La Nouvelle-Angleterre fut la dernière à entrer
dans cette vole. Jusqu'en 1816, le congrégationalisme y demeura la
religion d'État. Les dissidents obtinrent alors l'abolition de la taxe
paroissiale, qui fut remplacée par un Impôt pour le culte, réparti
entre les diverses Églises conformément au voeu des imposés. Ce ne fut
qu'en 1833, à la suite de longs débats, que la législature du
Massachusetts abolit toute taxe obligatoire et laissa à chaque Église
le soin de pourvoir, comme elle l'entendrait, à ses propres besoins.

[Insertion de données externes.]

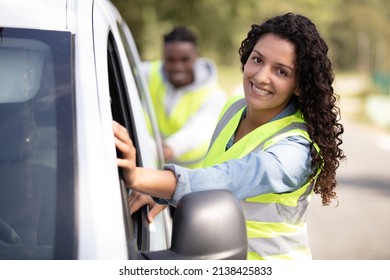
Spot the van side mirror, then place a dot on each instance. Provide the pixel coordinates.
(207, 225)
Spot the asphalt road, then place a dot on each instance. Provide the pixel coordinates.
(359, 227)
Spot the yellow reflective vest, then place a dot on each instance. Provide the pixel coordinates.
(276, 226)
(188, 105)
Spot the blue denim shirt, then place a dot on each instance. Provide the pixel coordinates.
(284, 167)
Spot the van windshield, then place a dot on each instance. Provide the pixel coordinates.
(36, 144)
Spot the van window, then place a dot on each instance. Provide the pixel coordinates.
(36, 125)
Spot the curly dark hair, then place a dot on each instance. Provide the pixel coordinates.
(317, 99)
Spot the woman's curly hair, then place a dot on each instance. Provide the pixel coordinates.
(317, 100)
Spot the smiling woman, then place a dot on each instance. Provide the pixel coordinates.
(271, 149)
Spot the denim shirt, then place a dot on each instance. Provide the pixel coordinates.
(283, 167)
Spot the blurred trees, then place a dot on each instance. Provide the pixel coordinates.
(356, 30)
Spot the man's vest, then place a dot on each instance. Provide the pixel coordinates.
(188, 105)
(276, 226)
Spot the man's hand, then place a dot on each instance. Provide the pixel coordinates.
(136, 200)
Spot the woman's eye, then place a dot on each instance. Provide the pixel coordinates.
(257, 60)
(282, 72)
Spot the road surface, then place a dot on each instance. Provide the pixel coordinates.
(359, 227)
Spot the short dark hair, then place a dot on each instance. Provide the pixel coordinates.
(180, 34)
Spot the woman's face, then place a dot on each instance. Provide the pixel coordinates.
(269, 77)
(179, 60)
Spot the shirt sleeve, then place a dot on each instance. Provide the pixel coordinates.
(284, 167)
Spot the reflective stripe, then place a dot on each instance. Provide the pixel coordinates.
(188, 105)
(298, 254)
(256, 229)
(276, 225)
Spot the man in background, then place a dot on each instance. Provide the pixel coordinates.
(186, 96)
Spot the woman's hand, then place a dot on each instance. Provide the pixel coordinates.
(136, 200)
(124, 144)
(158, 183)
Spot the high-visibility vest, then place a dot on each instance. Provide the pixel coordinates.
(275, 223)
(188, 105)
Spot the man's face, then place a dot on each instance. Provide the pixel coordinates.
(179, 59)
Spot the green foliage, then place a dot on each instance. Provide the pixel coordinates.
(222, 24)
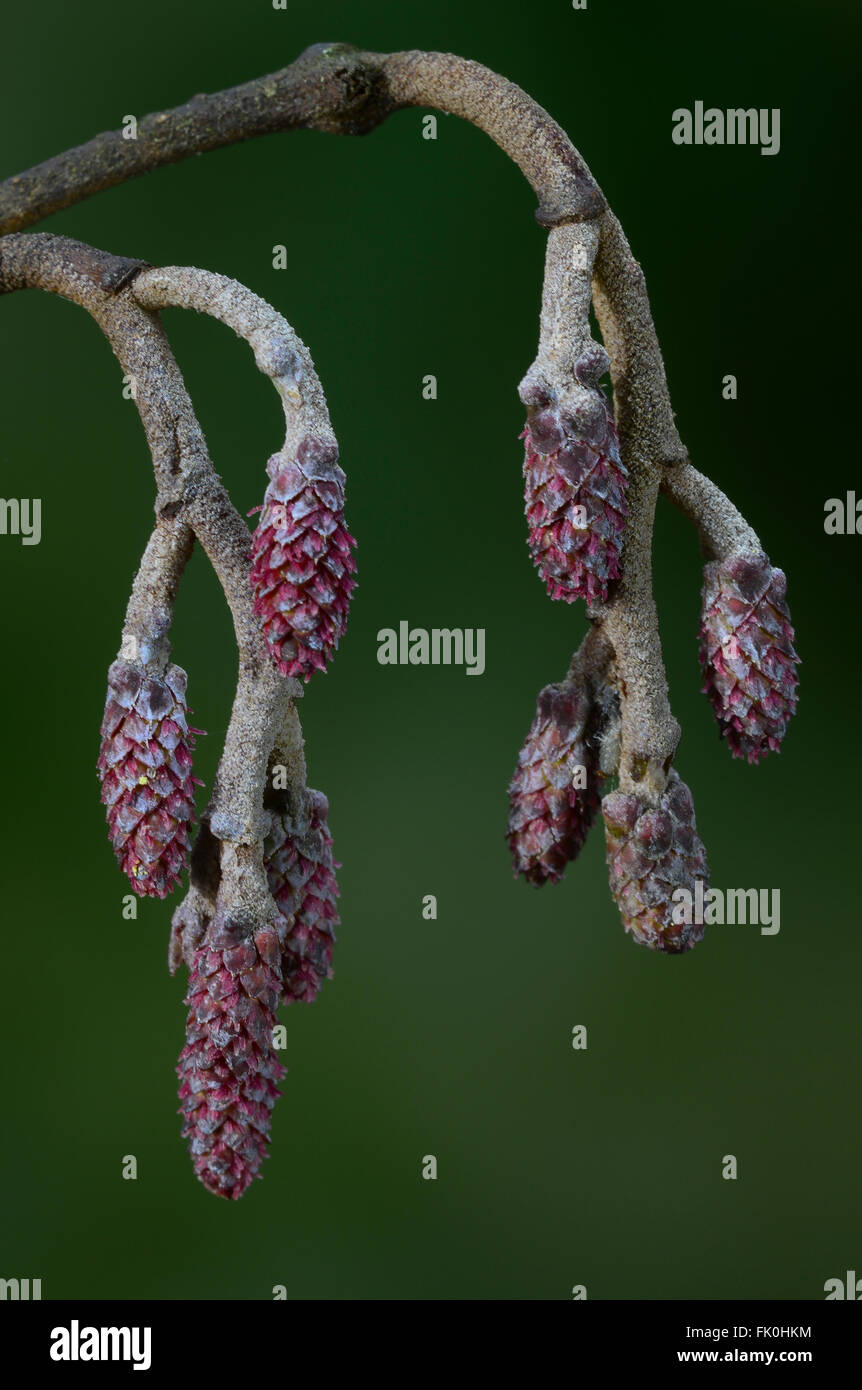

Si la séparation de l'Église et de l'État entraîna
à l'origine quelques souffrances, on peut affirmer qu'elle a eu
généralement des effets bienfaisants. Elle a développé à un rare degré
l'initiative individuelle, et, en enlevant aux gouvernements le souci
des intérêts religieux, elle en a fait l'affaire de tous. Les Églises,
sont bien plus nombreuses et bien mieux dotées qu'elles n'auraient pu
l'être sous le régime des religions nationales. Les cinq grandes
communautés protestantes (méthodistes, baptistes, presbytériens,
congrégationalistes et épiscopaux), ont reçu de leurs fidèles, dans
l'année 1872, un revenu de plus de 211 millions de francs; en comptant
les autres Églises de moindre importance, on peut estimer à 250
millions le revenu total des Églises protestantes. On évalue à 1,500
millions la valeur des immeubles dont elles disposent (1).
Si l'État s'abstient en Amérique d'intervenir dans
les affaires des Églises, il est loin d'être indifférent en matière
religieuse. La plupart des constitutions des États commencent par un
hommage à Dieu; celle du Massachusetts déclare que « le culte public
rendu à Dieu, l'enseignement de la piété, de la religion et de la
morale, favorisent le bonheur et la prospérité d'un peuple et la
sécurité d'un gouvernement républicain ». La constitution fédérale et
les lois des États considèrent le dimanche comme un jour férié. Dans
les circonstances solennelles, le congrès, le président ou les
gouverneurs d'État fixent des jours d'humiliation ou d'actions de
grâces. Dans la plupart des États, les Églises sont exemptes d'impôts,
et les pasteurs sont dispensés de tout service public dans la milice
ou dans le jury. L'État leur délègue les fonctions d'officiers de
l'état civil pour les mariages où leur ministère est réclamé. Les deux
Chambres du Congrès ont chacune un chapelain, pris tantôt dans une
Église tantôt dans une autre. La Bible est lue dans les écoles
publiques. Les faits montrent que, si l'État est séparé des Églises
aux États-Unis, il sait reconnaître dans la religion une force morale
et sociale digne de tous ses respects.